Computed tomography


Computed tomography (CT) is a radiological cross-sectional imaging modality based on the use of X-rays. A rotating system consisting of an X-ray tube and an accompanying detector enables  measurement of the X-ray density (unit: Hounsfield unit HE) of the tissues in the beam path with high spatial resolution. From the measured raw data set, both classic cross-sectional images (virtual “slices” through the body) and various 3D views can be reconstructed by computer processing. With the help of intravenously administered iodine-containing contrast medium, vascular structures can be imaged selectively in so-called CT angiography (CTA).

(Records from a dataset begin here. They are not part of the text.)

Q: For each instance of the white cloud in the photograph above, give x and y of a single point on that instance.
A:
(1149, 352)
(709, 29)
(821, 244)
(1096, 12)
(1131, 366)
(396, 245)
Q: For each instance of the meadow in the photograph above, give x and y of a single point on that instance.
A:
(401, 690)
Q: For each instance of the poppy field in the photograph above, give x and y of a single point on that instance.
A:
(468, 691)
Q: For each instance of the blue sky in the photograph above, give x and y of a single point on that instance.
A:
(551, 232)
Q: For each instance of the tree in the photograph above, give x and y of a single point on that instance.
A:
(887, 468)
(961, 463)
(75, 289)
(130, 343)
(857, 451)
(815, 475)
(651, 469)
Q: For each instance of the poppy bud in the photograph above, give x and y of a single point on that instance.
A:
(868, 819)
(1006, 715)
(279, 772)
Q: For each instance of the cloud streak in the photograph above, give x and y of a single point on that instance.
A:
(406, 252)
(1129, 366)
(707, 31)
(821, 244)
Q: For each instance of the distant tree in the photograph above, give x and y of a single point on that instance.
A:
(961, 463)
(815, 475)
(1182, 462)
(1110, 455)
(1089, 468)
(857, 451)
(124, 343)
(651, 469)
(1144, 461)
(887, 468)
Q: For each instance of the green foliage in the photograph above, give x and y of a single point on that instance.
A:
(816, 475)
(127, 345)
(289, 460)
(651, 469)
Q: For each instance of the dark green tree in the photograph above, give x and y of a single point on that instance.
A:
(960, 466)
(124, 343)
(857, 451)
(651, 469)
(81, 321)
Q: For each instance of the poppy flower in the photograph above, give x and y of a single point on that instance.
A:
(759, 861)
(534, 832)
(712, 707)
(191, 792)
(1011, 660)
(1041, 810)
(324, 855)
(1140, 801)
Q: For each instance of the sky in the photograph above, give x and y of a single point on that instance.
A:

Role of computed tomography (CT ) in the diagnosis of vascular anomalies

On account of the lower soft tissue contrast as compared to magnetic resonance imaging (MRI), computed tomography has a smaller role in the work-up of vascular malformations. Vascular structures are mostly isodense to muscle tissue in non-enhanced images. Bony structures can be assessed in 3 dimensions using computed tomography because of the high density differences between bone and soft tissue. Intraosseous vascular malformations as well as any related bone deformities and destruction can therefore be very accurately depicted by computed tomography. The latest generation of modern CT scanners are able to calculate perfusion measurements and vascular perfusion three-dimensionally in high temporal resolution.

Typical findings

Venous malformation: VM is isodense to muscle in non-contrast images and shows patchy enhancement of contrast medium over time (so-called pooling). Contrast medium filling defects within the venous malformation indicate thrombi. Phleboliths are easily recognized as laminated, round calcifications.

Lymphatic malformation: The cysts of lymphatic malformations are mostly hypodense with regard to muscle and occasionally show a rim-like enhancement. Similar to magnetic resonance imaging, proteins and blood degradation products can cause fluid-fluid levels within the cysts. Occasionally dilatations of the accompanying veins can be detected after administration of contrast medium.

Arteriovenous fistulas: Pulmonary arteriovenous malformations in particular can be accurately imaged in a few seconds using the breath-holding technique after contrast enhancement.


The biggest disadvantage of computed tomography is the use of ionizing radiation. The indication for CT imaging must therefore be strictly defined, especially for children and during pregnancy. Before a CT is performed, the contraindications for the use of contrast media containing iodine must be considered (renal insufficiency, hyperthyroidism, contrast medium allergy). In addition, numerous modern embolization materials (e.g., coils, plugs) or osteosynthesis material lead to artifacts owing to their high x-ray density. This may limit the informative value of post-interventional computed tomographies.